Klimawandel: Exotische Infektionskrankheiten in Deutschland?

Infolge des Klimawandels können sich exotische Krankheitserreger auch in Deutschland ansiedeln und ausbreiten. Das sind vor allem Erreger, die von tropischen Stechmücken und Zecken übertragen werden. Um welche Erreger geht es?
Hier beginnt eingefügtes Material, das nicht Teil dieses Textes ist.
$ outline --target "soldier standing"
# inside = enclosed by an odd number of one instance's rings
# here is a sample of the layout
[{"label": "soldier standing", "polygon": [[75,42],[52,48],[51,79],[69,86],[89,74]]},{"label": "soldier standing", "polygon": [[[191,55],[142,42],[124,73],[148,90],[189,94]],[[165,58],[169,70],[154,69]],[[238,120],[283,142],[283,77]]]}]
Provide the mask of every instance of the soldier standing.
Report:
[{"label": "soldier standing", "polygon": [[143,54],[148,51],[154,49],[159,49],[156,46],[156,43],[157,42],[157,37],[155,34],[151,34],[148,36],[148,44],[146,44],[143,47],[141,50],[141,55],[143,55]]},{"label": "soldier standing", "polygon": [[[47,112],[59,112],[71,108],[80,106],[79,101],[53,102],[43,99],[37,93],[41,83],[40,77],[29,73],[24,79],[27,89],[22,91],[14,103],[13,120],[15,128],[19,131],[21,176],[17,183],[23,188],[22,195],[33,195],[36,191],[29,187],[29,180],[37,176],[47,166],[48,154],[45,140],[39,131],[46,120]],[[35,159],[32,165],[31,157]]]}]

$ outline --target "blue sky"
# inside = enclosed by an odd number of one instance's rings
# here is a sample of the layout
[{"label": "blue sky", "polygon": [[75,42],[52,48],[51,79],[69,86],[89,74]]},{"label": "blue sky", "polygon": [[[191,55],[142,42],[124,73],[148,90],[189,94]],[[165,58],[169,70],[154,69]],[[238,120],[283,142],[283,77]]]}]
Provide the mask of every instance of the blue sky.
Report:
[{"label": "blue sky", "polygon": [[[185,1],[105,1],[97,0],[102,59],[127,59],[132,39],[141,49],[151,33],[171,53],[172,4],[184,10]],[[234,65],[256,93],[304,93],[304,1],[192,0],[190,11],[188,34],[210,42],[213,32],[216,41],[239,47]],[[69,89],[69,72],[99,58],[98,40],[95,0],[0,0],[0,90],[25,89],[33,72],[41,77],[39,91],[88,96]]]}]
Und wie groß ist die Gefahr?

Auf einen Blick

  • Stechmücken und Zecken sind Überträger bestimmter Krankheitserreger.
  • Exotische Erreger werden oft von tropischen Stechmücken und tropischen Zecken übertragen.
  • Exotische Infektionskrankheiten können sich durch die Folgen des Klimawandels auch in Deutschland ausbreiten.
  • Milde Winter und lange, warme Sommer schaffen gute Lebensbedingungen für exotische Erreger und ihre Überträger.
  • Seit einigen Jahren breiten sich unter anderem die Auwaldzecke und die Asiatische Tigermücke in Deutschland aus.
  • Um sich vor den Erregern zu schützen, muss man sich vor ihren Überträgern schützen. Bisher ist die Gefahr jedoch als gering einzuschätzen.

Hinweis: Die Informationen dieses Artikels können und sollen einen Arztbesuch nicht ersetzen und dürfen nicht zur Selbstdiagnostik oder -behandlung verwendet werden.

Exotische Infektionskrankheiten: Nahaufnahme von Händen und Armen zweier T-Shirt tragender Personen vor einem parkähnlichem Hintergrund. Eine Person hält den Arm der anderen und sprüht Mückenschutz darauf.

Was sind exotische Infektionskrankheiten?

In Deutschland gibt es viele heimische Zecken und Stechmücken. Mückenstiche hatte jeder schon einmal. Ein Stich einer heimischen Mücke ist zwar lästig, aber meist harmlos. Seit einigen Jahren sind jedoch auch nicht heimische Mückenarten wie die Asiatische Tigermücke ab und zu in Deutschland anzutreffen. Diese Arten können gefährliche Krankheitserreger, die in Deutschland eher untypisch sind, auf Tiere und Menschen übertragen. Man spricht dann von „exotischen“ oder auch „tropischen“ Erregern und Infektionskrankheiten.

Auch Zecken können Krankheitserreger übertragen. Heimische Zeckenarten wie der Gemeine Holzbock sind dafür schon lange bekannt. Sie übertragen vor allem FSME-Viren (Frühsommer-Meningoenzephalitis) und Borrelia burgdorferi-Bakterien (Borreliose). Nicht heimische Zecken aus wärmeren Gebieten der Welt, unter anderem die Auwaldzecke aus dem Mittelmeerraum, werden inzwischen auch immer öfter in Deutschland gesichtet. Sie können – wie die tropischen Mücken – eine Vielzahl exotischer Krankheitserreger auf Mensch und Tier übertragen.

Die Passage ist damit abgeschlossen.